Following disappointing turnouts to several try-outs throughout the winter — including one in January which Pickett called the final “yardstick” — the former Challenge Cup coach and player felt like bringing a team back to the Corner Brook area for this upcoming season wasn’t meant to be.
But a last-ditch Hail Mary, in which Pickett and other members of the group spearheading the effort personally called players they felt were capable of playing, resulted in one more try.
Suddenly, the turnout they were looking for was there. And remained for each practice afterwards.
And just like that, Steers Insurance Corner Brook United was born.
“It was very close,” Pickett, a Marystown native, said Wednesday night of the team dream being put back on the shelf.
He said when he called potential players, he stressed the importance of having a Challenge Cup team in the area again and the positive impact it would have on minor soccer players and the community.
“When we made the personal contact, I think that’s what did the trick,” he said.

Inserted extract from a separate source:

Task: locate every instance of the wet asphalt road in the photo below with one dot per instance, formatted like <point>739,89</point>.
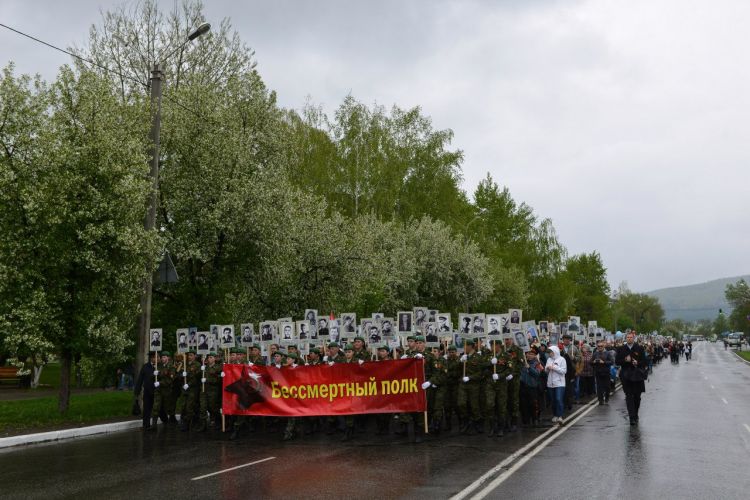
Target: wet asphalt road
<point>690,444</point>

There are about 24-25 players currently on board, which fits in well with Pickett’s blueprint of having 18 core players, with a reserve list of six to eight players that could be brought in if needed. Those reserves would still be eligible to play in the local senior men’s league — the 18 core players will not — but would join United during their twice-a-week practices to keep up to speed.
A final roster will be made official following tonight’s practice and, if available by press time, will appear in Friday’s edition of The Western Star.
United opens its season on May 23-24 at Wellington Street Sports Complex against the other expansion club this year, the Conception Bay South Strikers. Joining those two squads for the 2015 campaign are defending champion Holy Cross Crusaders, Feildians, St. Lawrence Laurentians and Mount Pearl. Each team plays a 20-game season — there will be no abbreviated schedule for the west coast club this year, as was the case during its last season of existence in 2010 — with five weekends home and five on the road.
Pickett is aware there will likely be early struggles as his players adjust to the speed of play in the Challenge Cup setup, but he’s confident the group he has to work with will be competitive. In fact, the goal this year isn’t just to get the team back on the field, but to finish in the top four and be playing off for the Challenge Cup on Labour Day weekend.
“I think if we didn’t want to try to do that, there wouldn’t be much point in playing,” he said.